New Books: Quiet Heroism

Friday, January 10th, 2014

These works can be found on our New Book shelf in Bailey/Howe, an ever-rotating sampling of things we’re adding to our collection. You can also review all our newest books online, and subscribe via RSS to receive alerts about acquisitions, by discipline.

Courage has no color: the true story of the Triple Nickles: America’s first Black paratroopers
, by Tanya Lee Stone

Examines the role of African-Americans in the military through the history of the Triple Nickles, America’s first black paratroopers, who fought against attacks perpetrated on the American West by the Japanese during World War II.



Stranger in my own country : a Jewish family in modern Germany,
by Yascha Mounk

A moving and unsettling exploration of a young man’s formative years in a country still struggling with its past As a Jew in postwar Germany, Yascha Mounk felt like a foreigner in his own country.
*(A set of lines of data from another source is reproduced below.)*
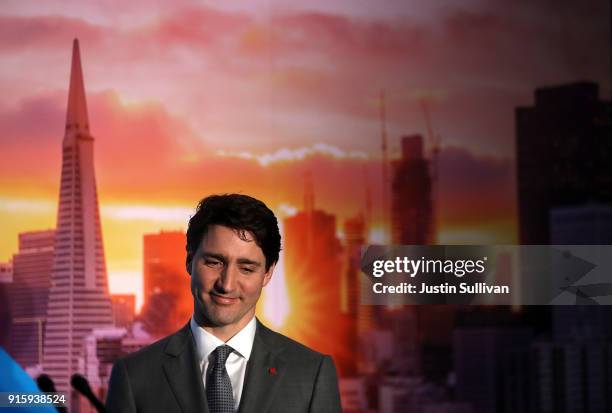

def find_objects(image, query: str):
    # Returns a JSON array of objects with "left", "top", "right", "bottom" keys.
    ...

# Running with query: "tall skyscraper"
[
  {"left": 111, "top": 294, "right": 136, "bottom": 329},
  {"left": 9, "top": 230, "right": 55, "bottom": 367},
  {"left": 391, "top": 135, "right": 433, "bottom": 245},
  {"left": 140, "top": 231, "right": 193, "bottom": 336},
  {"left": 516, "top": 82, "right": 612, "bottom": 244},
  {"left": 43, "top": 39, "right": 113, "bottom": 400},
  {"left": 0, "top": 261, "right": 13, "bottom": 283}
]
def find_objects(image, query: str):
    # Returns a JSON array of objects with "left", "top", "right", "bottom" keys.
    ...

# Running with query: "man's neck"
[{"left": 193, "top": 313, "right": 255, "bottom": 343}]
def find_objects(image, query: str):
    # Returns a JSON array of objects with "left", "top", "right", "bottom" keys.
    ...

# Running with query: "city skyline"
[{"left": 0, "top": 1, "right": 609, "bottom": 310}]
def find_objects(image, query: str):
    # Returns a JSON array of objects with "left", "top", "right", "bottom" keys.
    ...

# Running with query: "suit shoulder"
[
  {"left": 262, "top": 327, "right": 325, "bottom": 362},
  {"left": 120, "top": 333, "right": 178, "bottom": 367}
]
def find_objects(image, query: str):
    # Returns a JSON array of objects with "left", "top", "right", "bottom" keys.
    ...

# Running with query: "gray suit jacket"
[{"left": 106, "top": 320, "right": 341, "bottom": 413}]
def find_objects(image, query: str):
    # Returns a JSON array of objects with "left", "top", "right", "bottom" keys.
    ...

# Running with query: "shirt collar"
[{"left": 189, "top": 316, "right": 257, "bottom": 362}]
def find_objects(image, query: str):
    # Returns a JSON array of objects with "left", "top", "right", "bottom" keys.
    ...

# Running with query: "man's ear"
[
  {"left": 263, "top": 263, "right": 276, "bottom": 287},
  {"left": 185, "top": 252, "right": 193, "bottom": 275}
]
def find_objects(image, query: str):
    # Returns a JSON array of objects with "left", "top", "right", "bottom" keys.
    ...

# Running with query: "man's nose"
[{"left": 217, "top": 265, "right": 237, "bottom": 293}]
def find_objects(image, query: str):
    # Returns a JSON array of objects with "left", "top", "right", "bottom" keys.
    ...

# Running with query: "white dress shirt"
[{"left": 190, "top": 316, "right": 256, "bottom": 410}]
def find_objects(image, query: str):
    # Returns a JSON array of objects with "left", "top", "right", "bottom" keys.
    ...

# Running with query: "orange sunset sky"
[{"left": 0, "top": 0, "right": 610, "bottom": 303}]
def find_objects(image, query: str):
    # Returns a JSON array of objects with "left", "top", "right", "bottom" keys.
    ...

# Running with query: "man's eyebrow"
[
  {"left": 236, "top": 258, "right": 261, "bottom": 267},
  {"left": 202, "top": 252, "right": 227, "bottom": 262}
]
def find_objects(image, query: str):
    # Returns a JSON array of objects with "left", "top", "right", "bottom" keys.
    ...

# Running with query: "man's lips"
[{"left": 210, "top": 293, "right": 238, "bottom": 305}]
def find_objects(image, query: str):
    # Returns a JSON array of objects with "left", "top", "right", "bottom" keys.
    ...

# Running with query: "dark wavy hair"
[{"left": 187, "top": 194, "right": 281, "bottom": 271}]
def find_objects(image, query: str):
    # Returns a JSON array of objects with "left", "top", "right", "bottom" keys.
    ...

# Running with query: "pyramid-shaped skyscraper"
[{"left": 43, "top": 39, "right": 112, "bottom": 400}]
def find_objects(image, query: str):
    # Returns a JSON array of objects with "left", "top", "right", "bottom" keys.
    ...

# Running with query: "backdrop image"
[{"left": 0, "top": 0, "right": 612, "bottom": 413}]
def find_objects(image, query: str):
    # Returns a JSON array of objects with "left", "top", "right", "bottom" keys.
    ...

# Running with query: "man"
[{"left": 107, "top": 194, "right": 341, "bottom": 413}]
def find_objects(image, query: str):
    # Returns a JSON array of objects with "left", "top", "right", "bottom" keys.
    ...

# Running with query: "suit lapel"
[
  {"left": 238, "top": 320, "right": 285, "bottom": 413},
  {"left": 164, "top": 323, "right": 208, "bottom": 413}
]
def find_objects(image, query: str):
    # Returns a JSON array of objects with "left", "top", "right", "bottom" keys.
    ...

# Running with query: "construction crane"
[
  {"left": 380, "top": 90, "right": 391, "bottom": 240},
  {"left": 420, "top": 98, "right": 442, "bottom": 243}
]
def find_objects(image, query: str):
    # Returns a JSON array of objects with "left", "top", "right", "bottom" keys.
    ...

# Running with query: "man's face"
[{"left": 187, "top": 225, "right": 274, "bottom": 329}]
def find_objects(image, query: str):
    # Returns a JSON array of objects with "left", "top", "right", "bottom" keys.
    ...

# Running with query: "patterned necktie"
[{"left": 206, "top": 345, "right": 234, "bottom": 413}]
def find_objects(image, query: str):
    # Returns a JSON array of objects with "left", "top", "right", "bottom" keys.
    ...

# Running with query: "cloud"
[{"left": 217, "top": 143, "right": 368, "bottom": 166}]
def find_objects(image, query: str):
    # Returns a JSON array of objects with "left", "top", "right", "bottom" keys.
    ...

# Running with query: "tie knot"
[{"left": 213, "top": 345, "right": 234, "bottom": 366}]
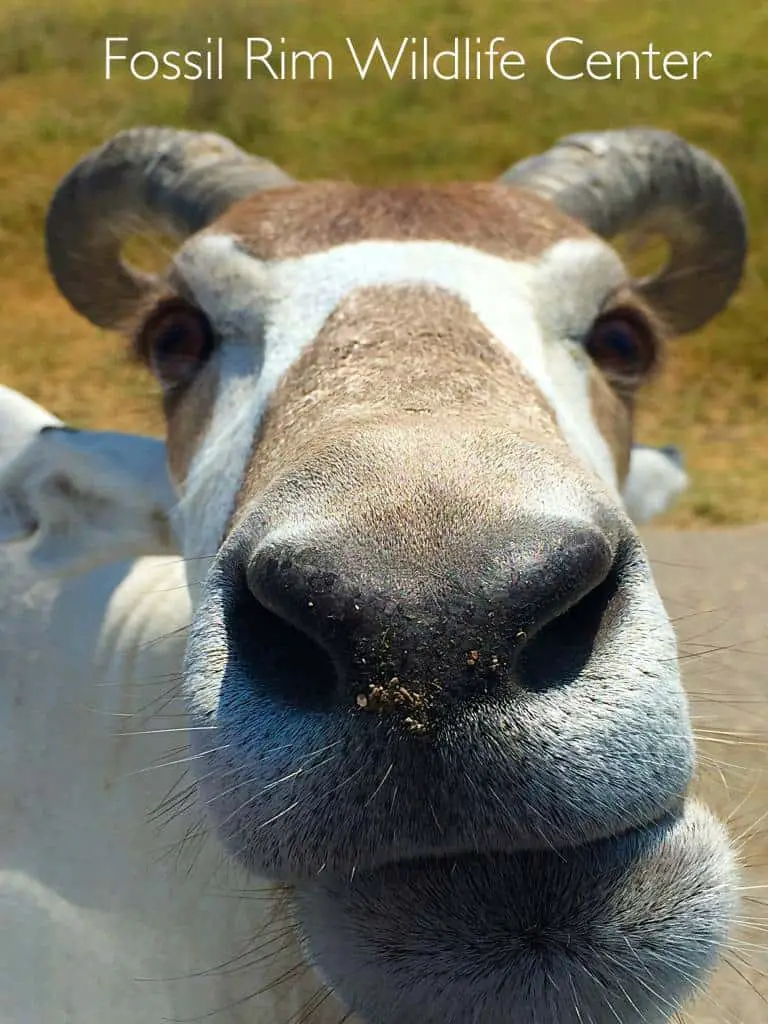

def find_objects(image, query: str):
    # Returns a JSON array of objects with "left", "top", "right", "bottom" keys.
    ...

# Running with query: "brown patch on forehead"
[
  {"left": 239, "top": 286, "right": 564, "bottom": 505},
  {"left": 209, "top": 183, "right": 590, "bottom": 259}
]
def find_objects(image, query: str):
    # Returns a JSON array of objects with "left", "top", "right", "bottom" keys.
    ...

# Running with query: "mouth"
[{"left": 296, "top": 801, "right": 736, "bottom": 1024}]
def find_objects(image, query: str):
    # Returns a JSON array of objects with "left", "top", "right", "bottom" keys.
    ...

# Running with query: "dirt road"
[{"left": 643, "top": 524, "right": 768, "bottom": 1024}]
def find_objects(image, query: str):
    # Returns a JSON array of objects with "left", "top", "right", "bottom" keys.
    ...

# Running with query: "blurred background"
[{"left": 0, "top": 0, "right": 768, "bottom": 527}]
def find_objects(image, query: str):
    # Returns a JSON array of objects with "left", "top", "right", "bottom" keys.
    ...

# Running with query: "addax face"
[{"left": 45, "top": 128, "right": 749, "bottom": 1024}]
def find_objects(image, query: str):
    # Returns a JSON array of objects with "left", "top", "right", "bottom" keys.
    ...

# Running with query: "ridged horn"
[
  {"left": 45, "top": 128, "right": 293, "bottom": 328},
  {"left": 501, "top": 128, "right": 748, "bottom": 334}
]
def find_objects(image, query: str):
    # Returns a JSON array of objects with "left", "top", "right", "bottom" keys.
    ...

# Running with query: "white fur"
[
  {"left": 176, "top": 234, "right": 624, "bottom": 573},
  {"left": 623, "top": 444, "right": 688, "bottom": 524},
  {"left": 0, "top": 388, "right": 339, "bottom": 1024}
]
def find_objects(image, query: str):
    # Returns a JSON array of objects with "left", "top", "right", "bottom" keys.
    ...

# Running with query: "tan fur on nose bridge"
[
  {"left": 210, "top": 182, "right": 590, "bottom": 259},
  {"left": 238, "top": 287, "right": 560, "bottom": 505}
]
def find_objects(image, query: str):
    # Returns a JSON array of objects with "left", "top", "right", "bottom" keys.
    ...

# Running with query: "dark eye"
[
  {"left": 584, "top": 309, "right": 657, "bottom": 382},
  {"left": 139, "top": 302, "right": 214, "bottom": 390}
]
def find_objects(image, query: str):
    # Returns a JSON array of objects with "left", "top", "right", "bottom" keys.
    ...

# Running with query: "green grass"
[{"left": 0, "top": 0, "right": 768, "bottom": 525}]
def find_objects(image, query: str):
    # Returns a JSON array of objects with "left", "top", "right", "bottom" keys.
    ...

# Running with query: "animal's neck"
[{"left": 0, "top": 552, "right": 336, "bottom": 1024}]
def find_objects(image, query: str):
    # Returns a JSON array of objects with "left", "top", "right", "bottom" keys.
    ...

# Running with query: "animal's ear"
[
  {"left": 0, "top": 388, "right": 177, "bottom": 574},
  {"left": 624, "top": 444, "right": 688, "bottom": 523}
]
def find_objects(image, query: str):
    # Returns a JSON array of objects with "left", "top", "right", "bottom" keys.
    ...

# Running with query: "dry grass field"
[
  {"left": 0, "top": 0, "right": 768, "bottom": 526},
  {"left": 0, "top": 0, "right": 768, "bottom": 1024}
]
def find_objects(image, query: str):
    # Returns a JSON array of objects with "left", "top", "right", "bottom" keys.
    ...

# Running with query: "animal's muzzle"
[{"left": 232, "top": 518, "right": 621, "bottom": 731}]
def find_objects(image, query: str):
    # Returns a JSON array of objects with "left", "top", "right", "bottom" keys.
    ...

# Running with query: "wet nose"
[{"left": 230, "top": 520, "right": 613, "bottom": 709}]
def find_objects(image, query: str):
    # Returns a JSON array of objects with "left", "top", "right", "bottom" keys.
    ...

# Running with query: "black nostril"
[
  {"left": 515, "top": 546, "right": 630, "bottom": 691},
  {"left": 225, "top": 577, "right": 337, "bottom": 711},
  {"left": 508, "top": 526, "right": 613, "bottom": 636}
]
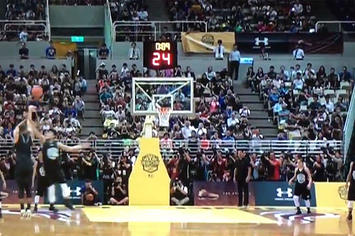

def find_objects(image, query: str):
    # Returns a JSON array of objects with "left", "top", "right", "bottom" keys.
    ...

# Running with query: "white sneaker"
[{"left": 20, "top": 209, "right": 26, "bottom": 217}]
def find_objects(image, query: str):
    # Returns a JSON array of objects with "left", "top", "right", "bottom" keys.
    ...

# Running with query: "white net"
[{"left": 157, "top": 107, "right": 172, "bottom": 127}]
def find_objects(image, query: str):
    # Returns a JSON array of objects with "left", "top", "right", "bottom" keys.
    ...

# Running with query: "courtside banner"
[
  {"left": 314, "top": 182, "right": 348, "bottom": 207},
  {"left": 253, "top": 181, "right": 316, "bottom": 206},
  {"left": 193, "top": 181, "right": 255, "bottom": 206},
  {"left": 235, "top": 33, "right": 344, "bottom": 54},
  {"left": 45, "top": 180, "right": 104, "bottom": 205},
  {"left": 0, "top": 180, "right": 43, "bottom": 204},
  {"left": 181, "top": 32, "right": 235, "bottom": 53}
]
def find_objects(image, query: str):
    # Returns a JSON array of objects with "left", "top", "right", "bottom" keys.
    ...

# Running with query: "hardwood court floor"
[{"left": 0, "top": 205, "right": 355, "bottom": 236}]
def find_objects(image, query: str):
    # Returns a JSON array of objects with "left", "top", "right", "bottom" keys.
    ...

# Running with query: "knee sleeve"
[
  {"left": 48, "top": 184, "right": 55, "bottom": 204},
  {"left": 60, "top": 184, "right": 70, "bottom": 198},
  {"left": 293, "top": 195, "right": 300, "bottom": 207}
]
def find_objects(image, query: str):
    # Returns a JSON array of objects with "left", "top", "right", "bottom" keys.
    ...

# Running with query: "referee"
[
  {"left": 233, "top": 151, "right": 251, "bottom": 206},
  {"left": 229, "top": 44, "right": 240, "bottom": 80}
]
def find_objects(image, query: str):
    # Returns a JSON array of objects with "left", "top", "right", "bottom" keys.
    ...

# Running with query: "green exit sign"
[{"left": 70, "top": 36, "right": 84, "bottom": 43}]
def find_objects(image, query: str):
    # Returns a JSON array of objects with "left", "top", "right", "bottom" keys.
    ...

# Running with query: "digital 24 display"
[{"left": 143, "top": 41, "right": 177, "bottom": 70}]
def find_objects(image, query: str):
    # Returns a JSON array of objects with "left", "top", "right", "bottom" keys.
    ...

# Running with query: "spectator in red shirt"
[{"left": 266, "top": 152, "right": 281, "bottom": 181}]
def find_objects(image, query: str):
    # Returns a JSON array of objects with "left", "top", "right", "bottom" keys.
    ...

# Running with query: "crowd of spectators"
[
  {"left": 0, "top": 64, "right": 87, "bottom": 139},
  {"left": 110, "top": 0, "right": 149, "bottom": 21},
  {"left": 327, "top": 0, "right": 355, "bottom": 31},
  {"left": 167, "top": 0, "right": 316, "bottom": 32},
  {"left": 49, "top": 0, "right": 106, "bottom": 6},
  {"left": 0, "top": 0, "right": 47, "bottom": 42},
  {"left": 247, "top": 63, "right": 354, "bottom": 141}
]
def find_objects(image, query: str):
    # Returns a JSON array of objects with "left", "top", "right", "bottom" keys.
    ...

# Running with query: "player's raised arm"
[
  {"left": 288, "top": 168, "right": 297, "bottom": 185},
  {"left": 27, "top": 106, "right": 46, "bottom": 143},
  {"left": 58, "top": 143, "right": 90, "bottom": 152},
  {"left": 304, "top": 167, "right": 313, "bottom": 189},
  {"left": 345, "top": 162, "right": 354, "bottom": 188}
]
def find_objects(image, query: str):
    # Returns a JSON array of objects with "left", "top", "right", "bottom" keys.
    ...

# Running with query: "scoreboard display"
[{"left": 143, "top": 41, "right": 178, "bottom": 70}]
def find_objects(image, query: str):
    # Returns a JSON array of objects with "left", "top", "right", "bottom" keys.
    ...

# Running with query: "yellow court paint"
[
  {"left": 314, "top": 182, "right": 346, "bottom": 208},
  {"left": 128, "top": 138, "right": 170, "bottom": 206},
  {"left": 83, "top": 206, "right": 277, "bottom": 224}
]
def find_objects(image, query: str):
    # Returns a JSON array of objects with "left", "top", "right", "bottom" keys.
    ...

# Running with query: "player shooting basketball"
[
  {"left": 289, "top": 158, "right": 312, "bottom": 215},
  {"left": 345, "top": 161, "right": 355, "bottom": 220},
  {"left": 29, "top": 106, "right": 90, "bottom": 212}
]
When he mentioned that he is Jewish, some made anti-Semitic jokes or talked about the superiority of the Aryan race. Others, sincerely hoping to atone for the country’s past, fawned over him with a forced friendliness he found just as alienating.



Slavery’s exiles : the story of the American Maroons, by Sylviane A. Diouf

Over more than two centuries men, women, and children escaped from slavery to make the Southern wilderness their home. They hid in the mountains of Virginia and the low swamps of South Carolina; they stayed in the neighborhood or paddled their way to secluded places; they buried themselves underground or built comfortable settlements. Known as maroons, they lived on their own or set up communities in swamps or other areas where they were not likely to be discovered.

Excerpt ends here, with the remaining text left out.